Um Diagnóstico realizado no âmbito da estratégia nacional já aponta o cenário de desigualdades de gênero no futebol: aproximadamente 70% das mulheres que atuam no meio do futebol feminino fazem dupla jornada, ou seja, atuam na modalidade e em outra área diversa para complementar seu salário; 47,9% das atletas da categoria adulta não recebem nenhum valor a título de remuneração ou ajuda; apenas 19,2% das atletas possuem vínculo profissional; e 1,2% tem contrato de formação.


Novos Olhares

Confira aqui a entrevista completa de Natália Barbosa

Natália Barbosa diz que essa discrepância entre as modalidades feminina e masculina se insere em um contexto histórico. “O futebol demorou a ser aceito para as mulheres. Se não me engano, uns 40 anos.” Para ela, é preciso mostrar que o futsal feminino tem potencial.
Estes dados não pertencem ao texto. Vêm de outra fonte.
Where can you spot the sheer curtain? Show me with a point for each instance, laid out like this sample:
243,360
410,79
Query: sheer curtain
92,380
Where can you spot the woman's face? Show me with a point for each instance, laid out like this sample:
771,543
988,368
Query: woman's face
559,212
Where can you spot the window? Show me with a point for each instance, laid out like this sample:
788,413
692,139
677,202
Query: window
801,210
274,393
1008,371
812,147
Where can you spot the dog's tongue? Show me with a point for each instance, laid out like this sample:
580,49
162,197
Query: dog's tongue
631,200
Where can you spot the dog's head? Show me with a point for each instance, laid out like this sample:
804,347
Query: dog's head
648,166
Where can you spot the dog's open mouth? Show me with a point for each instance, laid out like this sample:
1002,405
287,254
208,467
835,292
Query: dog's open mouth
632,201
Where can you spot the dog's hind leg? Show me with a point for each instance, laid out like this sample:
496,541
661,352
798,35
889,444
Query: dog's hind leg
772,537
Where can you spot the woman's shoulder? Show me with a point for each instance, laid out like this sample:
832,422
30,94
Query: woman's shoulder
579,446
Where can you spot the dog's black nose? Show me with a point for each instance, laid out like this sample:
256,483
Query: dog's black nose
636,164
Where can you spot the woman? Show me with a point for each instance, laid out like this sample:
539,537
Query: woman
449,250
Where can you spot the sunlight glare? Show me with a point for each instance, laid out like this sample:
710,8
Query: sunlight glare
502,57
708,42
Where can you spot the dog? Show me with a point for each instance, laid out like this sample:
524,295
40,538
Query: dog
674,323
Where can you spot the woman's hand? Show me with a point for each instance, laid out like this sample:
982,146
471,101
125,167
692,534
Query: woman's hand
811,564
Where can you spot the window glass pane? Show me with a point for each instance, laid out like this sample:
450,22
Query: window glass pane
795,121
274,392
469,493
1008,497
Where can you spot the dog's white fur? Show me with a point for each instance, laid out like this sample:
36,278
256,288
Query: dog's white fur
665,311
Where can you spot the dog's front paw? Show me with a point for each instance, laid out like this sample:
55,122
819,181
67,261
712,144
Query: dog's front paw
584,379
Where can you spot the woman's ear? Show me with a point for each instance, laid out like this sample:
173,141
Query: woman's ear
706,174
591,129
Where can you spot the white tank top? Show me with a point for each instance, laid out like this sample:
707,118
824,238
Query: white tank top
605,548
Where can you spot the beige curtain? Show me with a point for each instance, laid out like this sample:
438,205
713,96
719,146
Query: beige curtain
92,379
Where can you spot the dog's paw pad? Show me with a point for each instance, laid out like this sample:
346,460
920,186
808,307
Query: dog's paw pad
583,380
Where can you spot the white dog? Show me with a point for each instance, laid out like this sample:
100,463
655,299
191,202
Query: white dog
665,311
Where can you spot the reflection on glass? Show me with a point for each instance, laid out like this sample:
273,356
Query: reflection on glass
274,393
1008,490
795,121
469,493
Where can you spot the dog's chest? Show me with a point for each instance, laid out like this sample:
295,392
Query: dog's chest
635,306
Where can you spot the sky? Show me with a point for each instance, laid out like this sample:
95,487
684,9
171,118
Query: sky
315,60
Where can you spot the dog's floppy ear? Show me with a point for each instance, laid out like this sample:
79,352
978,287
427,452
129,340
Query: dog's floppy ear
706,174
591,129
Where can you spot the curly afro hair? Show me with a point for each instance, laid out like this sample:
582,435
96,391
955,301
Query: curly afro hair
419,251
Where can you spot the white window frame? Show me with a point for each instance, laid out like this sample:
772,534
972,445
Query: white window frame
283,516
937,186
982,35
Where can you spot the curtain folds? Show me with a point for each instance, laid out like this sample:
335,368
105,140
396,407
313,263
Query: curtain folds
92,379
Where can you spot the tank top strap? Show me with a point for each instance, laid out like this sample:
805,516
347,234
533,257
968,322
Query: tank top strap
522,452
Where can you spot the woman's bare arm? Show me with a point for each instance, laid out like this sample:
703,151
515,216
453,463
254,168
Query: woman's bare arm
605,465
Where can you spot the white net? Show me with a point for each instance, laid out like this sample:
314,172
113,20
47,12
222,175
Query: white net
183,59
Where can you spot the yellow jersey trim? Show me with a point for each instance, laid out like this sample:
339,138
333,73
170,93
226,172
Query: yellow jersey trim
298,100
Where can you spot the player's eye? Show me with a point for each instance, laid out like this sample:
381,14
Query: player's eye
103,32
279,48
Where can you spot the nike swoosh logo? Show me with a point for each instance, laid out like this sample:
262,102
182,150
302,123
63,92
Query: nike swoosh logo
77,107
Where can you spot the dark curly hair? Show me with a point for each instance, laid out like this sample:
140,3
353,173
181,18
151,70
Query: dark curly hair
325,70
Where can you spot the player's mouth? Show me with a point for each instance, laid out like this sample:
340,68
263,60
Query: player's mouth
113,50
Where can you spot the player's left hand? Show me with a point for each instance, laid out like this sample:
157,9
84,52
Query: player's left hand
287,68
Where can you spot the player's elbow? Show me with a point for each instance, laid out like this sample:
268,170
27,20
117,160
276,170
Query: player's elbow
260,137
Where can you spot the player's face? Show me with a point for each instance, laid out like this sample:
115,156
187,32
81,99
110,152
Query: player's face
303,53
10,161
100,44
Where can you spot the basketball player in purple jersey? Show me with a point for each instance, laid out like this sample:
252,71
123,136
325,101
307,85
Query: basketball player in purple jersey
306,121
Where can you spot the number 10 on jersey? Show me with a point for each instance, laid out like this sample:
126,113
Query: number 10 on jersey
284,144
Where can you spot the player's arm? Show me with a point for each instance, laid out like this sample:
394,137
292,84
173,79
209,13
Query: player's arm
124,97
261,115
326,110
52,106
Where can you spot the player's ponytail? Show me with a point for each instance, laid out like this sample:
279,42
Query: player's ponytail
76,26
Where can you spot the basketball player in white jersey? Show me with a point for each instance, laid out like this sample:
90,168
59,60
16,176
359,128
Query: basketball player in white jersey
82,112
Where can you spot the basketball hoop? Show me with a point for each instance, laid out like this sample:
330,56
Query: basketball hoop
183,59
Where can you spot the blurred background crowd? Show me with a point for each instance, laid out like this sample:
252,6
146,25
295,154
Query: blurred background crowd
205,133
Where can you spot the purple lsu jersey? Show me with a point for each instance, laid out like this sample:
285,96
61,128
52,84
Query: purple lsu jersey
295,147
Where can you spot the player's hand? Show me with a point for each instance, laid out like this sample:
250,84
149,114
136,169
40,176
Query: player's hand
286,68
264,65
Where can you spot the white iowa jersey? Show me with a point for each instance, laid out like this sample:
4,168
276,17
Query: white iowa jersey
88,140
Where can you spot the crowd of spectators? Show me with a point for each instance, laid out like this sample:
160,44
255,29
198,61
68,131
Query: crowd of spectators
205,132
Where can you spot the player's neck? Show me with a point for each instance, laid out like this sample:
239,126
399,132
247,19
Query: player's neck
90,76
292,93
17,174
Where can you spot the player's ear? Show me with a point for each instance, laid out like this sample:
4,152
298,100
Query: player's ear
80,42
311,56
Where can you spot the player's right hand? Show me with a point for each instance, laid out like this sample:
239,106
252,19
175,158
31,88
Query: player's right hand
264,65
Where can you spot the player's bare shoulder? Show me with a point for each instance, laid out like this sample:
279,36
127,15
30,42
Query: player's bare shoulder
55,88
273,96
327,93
Treino da ADEF na escola Nossa Senhora de Fátima – Foto: Lucas Rodrigues / @lucasrfotografia


“Já está sendo mostrado há muitos anos. O Futsal feminino brasileiro ficou anos sem perder sequer uma partida. Temos uma atleta, a Amandinha, que já foi eleita oito vezes a melhor jogadora do mundo”, complementa. “Atualmente, o melhor time do mundo é uma equipe feminina aqui do Brasil [Corinthians], a melhor jogadora do mundo é do Brasil [Marta]. Ano após ano, já deveríamos receber, pelo menos, a mesma visibilidade, mas a questão histórica ainda pesa muito.”

Para a treinadora, o que mudou ao longo do tempo foi o apoio dentro de casa. Para ela, assim como para Ricardo, além do investimento, o incentivo moral é o mais importante.